I always thought I had excellent time management skills, I was used to scheduling everything during my day, but this team pushed me to become better at balancing. Especially during the busy months of the season when there are weeks were it feels like you have a Luvabulls commitment almost every night.

It seemed almost impossible to keep up the pace sometimes, but somehow we all just kept going. Suddenly, I really realized how amazing all of the women around me were. Yes, I was a student and working hard at school, but I was surrounded by nurses, lawyers, therapists, teachers, and business women. If they could handle the pressure from their jobs and the Luvabulls, then I could too. As cheesy as it may sound, they became a constant source of inspiration for me.

One of the biggest struggles I have faced on the team outside of trying to balance the demanding schedule was being injured. I have been dancing since I was four, I was a gymnast for 10 years and I played soccer for over 10 years and I have never had an injury bench me for more than a week. I learned to always work through the pain, but this time I couldn't.

It was the practice before the home opener, and my squad was practicing to audition a kick routine. On one of the moves my ankle twisted I heard a loud pop and I fell to the ground. Knowing how much pain I can usually handle I got up and kept going and then I realized this was different and I had to sit down. I went to the doctor the next day and found out I had a bad sprain and she put me in an air cast and on crutches. That was that, I was out. I spent months going to practice and learning dance after dance and now all I could do was watch everyone else perform. It was the worst feeling in the world. I still went to every practice to take notes and after a few weeks I started standing in the back to learn the dances as well as I could.

Our Christmas Spectacular half-time show was my first game back. I was super excited but extremely nervous. This wasn't just a normal game, it was also our first halftime show and the pressure was on. Once I was out on the court though I didn't want it to end, performing again was the best feeling. Getting through the injury tested me in so many different ways—not just my body and how fast it could recover, but my persistence and determination. One of the questions I get asked all the time is "what are the other girls like?" and I know people can't wait to hear about the drama.

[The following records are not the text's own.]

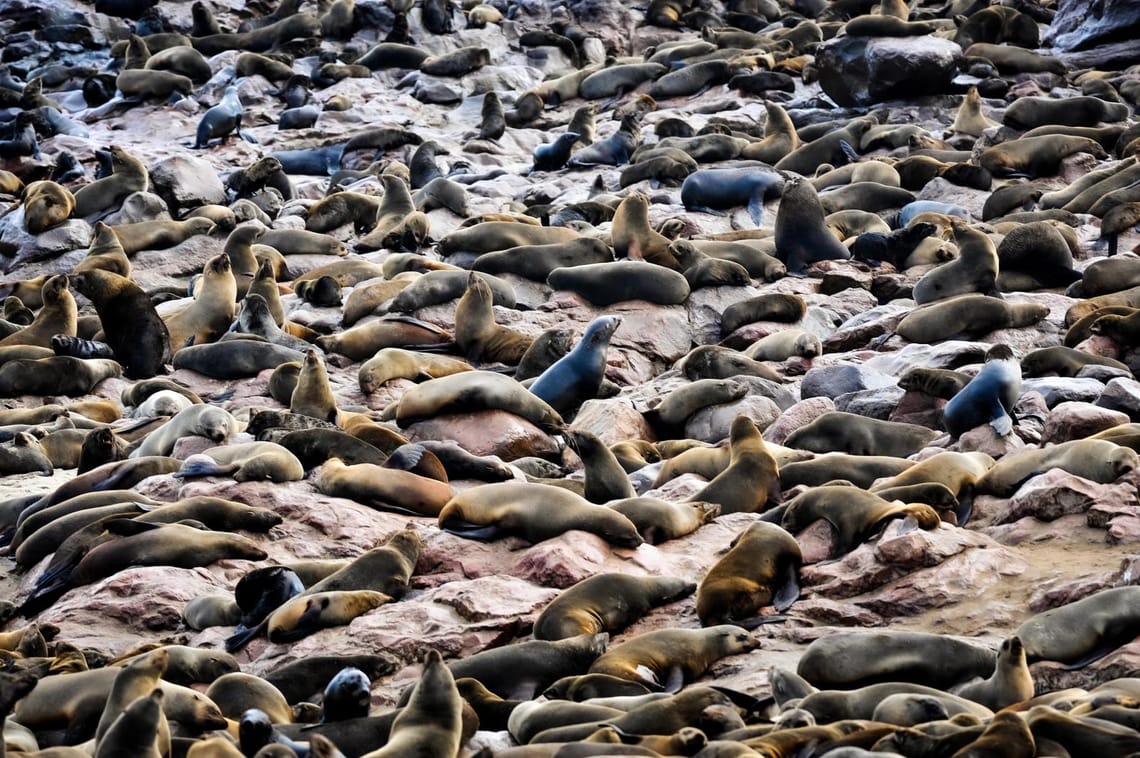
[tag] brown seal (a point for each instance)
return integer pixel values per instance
(751, 478)
(974, 315)
(59, 315)
(759, 569)
(668, 658)
(607, 602)
(535, 512)
(46, 205)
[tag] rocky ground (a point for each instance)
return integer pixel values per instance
(1059, 538)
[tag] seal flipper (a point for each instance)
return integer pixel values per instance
(469, 530)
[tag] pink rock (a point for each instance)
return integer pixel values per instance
(803, 413)
(1074, 421)
(487, 432)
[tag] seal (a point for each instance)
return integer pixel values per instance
(536, 262)
(431, 723)
(1099, 461)
(860, 435)
(209, 315)
(58, 375)
(1010, 682)
(245, 462)
(633, 237)
(669, 658)
(1082, 632)
(59, 315)
(475, 332)
(208, 421)
(577, 376)
(471, 391)
(858, 659)
(784, 344)
(47, 204)
(607, 602)
(801, 234)
(988, 397)
(659, 521)
(974, 315)
(380, 487)
(605, 479)
(855, 513)
(528, 510)
(129, 174)
(751, 478)
(760, 569)
(718, 189)
(604, 284)
(974, 270)
(306, 613)
(131, 326)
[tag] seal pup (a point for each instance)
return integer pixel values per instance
(988, 398)
(577, 376)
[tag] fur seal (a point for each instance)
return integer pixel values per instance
(857, 659)
(604, 284)
(490, 511)
(577, 376)
(131, 326)
(724, 188)
(1084, 630)
(668, 658)
(607, 602)
(760, 568)
(383, 488)
(801, 234)
(974, 270)
(860, 435)
(475, 332)
(974, 315)
(1096, 459)
(988, 397)
(751, 477)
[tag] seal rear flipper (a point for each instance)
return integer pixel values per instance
(788, 592)
(242, 636)
(469, 530)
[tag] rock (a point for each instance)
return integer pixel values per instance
(862, 71)
(186, 182)
(488, 432)
(879, 402)
(833, 381)
(1122, 394)
(1073, 421)
(710, 424)
(803, 413)
(1059, 389)
(1081, 24)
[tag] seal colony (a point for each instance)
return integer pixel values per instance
(741, 376)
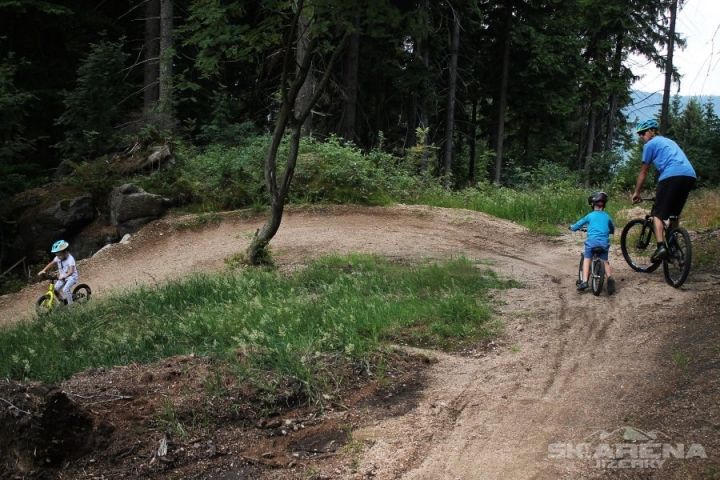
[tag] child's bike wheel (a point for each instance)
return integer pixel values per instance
(44, 305)
(81, 293)
(676, 266)
(637, 243)
(597, 276)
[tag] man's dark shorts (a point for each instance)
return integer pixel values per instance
(671, 195)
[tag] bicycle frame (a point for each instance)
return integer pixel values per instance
(677, 261)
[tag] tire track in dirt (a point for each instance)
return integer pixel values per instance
(561, 370)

Sorry to disappoint, but all I have ever been able to say is that the girls are great. They are all very successful and talented women, and even though practices and games can be extremely intense and challenging we all like to have fun. We are there to dance. Yes it's a job for us, but first and foremost it's our passion. Maybe it's a bond we all share because we are dancers, but we really do get along and support each other.

When I am at games watching and I see the other girls performing I still get that excited feeling in my stomach and think to myself, I hope to be one of them someday. It's an extremely surreal feeling when it finally hits me. I am a Luvabull.